270388 Medicaid Medically Improved Group: A small group of recent Social Security disability beneficiaries with growing earnings

Tuesday, October 30, 2012 : 5:11 PM - 5:29 PM

Kathleen Thomas, PhD , Program on Mental Health Services Research, Cecil G. Sheps Center for Health Services Research, University of North Carolina, Chapel Hill, NC
Jean Hall, PhD , Institute for Health and Disability Policy Studies, University of Kansas, Lawrence, KS
Among Social Security disability beneficiaries who work, earnings are low, only 80% of poverty on average. Increased earnings eventually lead to forfeiture of Medicaid benefits unless a state implements Medically Improved Group coverage through a Medicaid buy-in program. Despite its importance, few states offer improved group coverage, and among those that do, participation is low. This study describes improved group participants to explore who enrolls and how they fare. Medicaid Buy-In Integrated Data from 2001-2009 describe all medically improved group participants from program initiation through 2009 across the US (n=315). Nonparametric statistics describe demographics of participants, patterns of enrollment and earnings.
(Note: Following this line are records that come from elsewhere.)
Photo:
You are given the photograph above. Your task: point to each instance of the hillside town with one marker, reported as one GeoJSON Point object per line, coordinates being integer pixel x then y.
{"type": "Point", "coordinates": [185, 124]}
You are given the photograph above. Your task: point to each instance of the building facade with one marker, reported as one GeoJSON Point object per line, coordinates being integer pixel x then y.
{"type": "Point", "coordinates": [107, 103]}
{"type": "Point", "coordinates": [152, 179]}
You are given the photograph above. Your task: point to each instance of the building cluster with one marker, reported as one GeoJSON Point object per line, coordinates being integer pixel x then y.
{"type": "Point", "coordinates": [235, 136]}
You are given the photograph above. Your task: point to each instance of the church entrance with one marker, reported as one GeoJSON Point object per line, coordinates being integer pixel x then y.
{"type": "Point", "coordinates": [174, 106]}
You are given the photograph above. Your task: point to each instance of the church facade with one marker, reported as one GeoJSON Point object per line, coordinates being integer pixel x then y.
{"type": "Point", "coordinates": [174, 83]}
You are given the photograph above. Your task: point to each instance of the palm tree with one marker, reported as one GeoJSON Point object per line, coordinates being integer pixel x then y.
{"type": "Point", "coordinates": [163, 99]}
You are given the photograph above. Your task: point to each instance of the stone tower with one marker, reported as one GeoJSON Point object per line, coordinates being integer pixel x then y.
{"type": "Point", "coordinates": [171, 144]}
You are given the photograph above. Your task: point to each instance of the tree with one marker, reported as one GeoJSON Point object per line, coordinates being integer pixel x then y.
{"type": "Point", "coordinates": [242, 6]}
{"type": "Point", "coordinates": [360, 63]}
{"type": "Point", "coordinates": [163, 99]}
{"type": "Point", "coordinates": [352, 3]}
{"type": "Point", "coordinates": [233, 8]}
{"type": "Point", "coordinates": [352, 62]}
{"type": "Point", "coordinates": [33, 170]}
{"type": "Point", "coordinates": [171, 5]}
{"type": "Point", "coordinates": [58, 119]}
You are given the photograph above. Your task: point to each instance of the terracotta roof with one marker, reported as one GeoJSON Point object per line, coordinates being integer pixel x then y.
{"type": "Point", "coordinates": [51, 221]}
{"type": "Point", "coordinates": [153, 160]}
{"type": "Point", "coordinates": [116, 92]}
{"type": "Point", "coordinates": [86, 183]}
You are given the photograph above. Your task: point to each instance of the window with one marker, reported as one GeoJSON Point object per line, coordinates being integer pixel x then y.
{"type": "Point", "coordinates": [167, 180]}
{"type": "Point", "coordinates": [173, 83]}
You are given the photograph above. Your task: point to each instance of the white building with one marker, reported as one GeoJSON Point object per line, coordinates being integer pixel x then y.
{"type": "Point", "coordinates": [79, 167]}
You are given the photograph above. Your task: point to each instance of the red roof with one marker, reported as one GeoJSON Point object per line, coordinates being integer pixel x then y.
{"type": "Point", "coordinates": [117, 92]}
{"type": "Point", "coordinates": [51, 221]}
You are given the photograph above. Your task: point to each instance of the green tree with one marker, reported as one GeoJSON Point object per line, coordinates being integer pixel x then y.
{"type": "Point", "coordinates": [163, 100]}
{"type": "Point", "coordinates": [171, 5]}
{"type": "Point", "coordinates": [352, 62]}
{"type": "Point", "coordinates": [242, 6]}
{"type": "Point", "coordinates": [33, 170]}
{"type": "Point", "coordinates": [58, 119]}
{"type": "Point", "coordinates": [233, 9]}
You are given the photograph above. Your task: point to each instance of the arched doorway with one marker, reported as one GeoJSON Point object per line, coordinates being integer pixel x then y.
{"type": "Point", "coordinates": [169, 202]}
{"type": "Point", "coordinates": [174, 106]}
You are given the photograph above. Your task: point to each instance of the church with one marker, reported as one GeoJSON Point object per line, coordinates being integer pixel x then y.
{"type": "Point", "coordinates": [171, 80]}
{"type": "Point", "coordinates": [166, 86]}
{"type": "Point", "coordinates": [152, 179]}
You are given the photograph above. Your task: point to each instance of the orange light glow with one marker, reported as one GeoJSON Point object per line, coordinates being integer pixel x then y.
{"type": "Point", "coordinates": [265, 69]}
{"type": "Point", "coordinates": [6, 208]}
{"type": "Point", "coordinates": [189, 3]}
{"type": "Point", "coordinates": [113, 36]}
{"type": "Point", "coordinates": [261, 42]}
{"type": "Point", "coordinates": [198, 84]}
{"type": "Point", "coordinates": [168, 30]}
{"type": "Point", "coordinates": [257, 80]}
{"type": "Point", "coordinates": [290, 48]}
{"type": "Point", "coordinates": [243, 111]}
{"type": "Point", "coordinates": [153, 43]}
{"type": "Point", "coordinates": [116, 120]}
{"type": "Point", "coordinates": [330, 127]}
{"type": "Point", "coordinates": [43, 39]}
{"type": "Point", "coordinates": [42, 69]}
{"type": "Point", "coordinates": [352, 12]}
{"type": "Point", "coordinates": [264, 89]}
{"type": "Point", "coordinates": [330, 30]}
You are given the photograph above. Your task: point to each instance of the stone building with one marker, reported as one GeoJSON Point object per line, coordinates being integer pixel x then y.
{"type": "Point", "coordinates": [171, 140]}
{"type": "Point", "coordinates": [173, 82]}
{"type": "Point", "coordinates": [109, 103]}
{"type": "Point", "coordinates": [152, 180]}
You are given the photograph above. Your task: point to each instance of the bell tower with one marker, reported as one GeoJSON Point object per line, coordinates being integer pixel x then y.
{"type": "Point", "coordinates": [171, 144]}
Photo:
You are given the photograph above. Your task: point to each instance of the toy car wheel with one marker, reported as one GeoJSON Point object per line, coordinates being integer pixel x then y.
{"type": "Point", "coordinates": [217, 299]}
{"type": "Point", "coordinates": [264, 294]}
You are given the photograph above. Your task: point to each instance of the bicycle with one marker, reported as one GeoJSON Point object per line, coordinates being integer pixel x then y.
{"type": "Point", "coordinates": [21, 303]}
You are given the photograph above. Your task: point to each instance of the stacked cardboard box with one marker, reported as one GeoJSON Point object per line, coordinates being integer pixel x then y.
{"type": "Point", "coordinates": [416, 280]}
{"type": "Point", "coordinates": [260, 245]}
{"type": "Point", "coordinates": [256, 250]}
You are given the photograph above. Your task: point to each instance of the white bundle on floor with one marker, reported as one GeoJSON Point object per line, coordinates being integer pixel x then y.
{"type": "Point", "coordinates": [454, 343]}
T tests are used to evaluate changes in earnings over time. Forty-five percent of participants have psychiatric impairment. Among 2009 participants, mean earnings were 52% higher than the federal poverty level. Compared to the year prior to enrollment, participant earnings grew 9% in year 1 and 15% by year 2 (p<0.05). Improved group participants represent an unusually successful group of individuals with disabilities who have recently moved off Social Security roles. Their significant level of earnings and growth in earnings over time warrant further study to explore if this program facilitates earnings growth or simply provides an important pathway out of dependence for those ready to work more. These findings underscore the importance of careful consideration of the intersection of Social Security beneficiary status, income eligibility for new Medicaid categories, minimum benefits and reliance on long term supports from Medicaid as details of health reform legislation are ironed out.

Learning Areas:
Conduct evaluation related to programs, research, and other areas of practice
Public health or related public policy

Learning Objectives:
Describe Medicaid medically improved group policy. Discuss the implications of improved group participant characteristics and outcomes. Describe aspects of health reform important to improved group participants and potential participants.

Keywords: Medicaid, Disability Policy

Presenting author's disclosure statement:

Qualified on the content I am responsible for because: I am a member of the North Carolina Medicaid Infrastructure Grant team and have worked to support design and implementation of a Medicaid buy-in program in my state.
Any relevant financial relationships? No

I agree to comply with the American Public Health Association Conflict of Interest and Commercial Support Guidelines, and to disclose to the participants any off-label or experimental uses of a commercial product or service discussed in my presentation.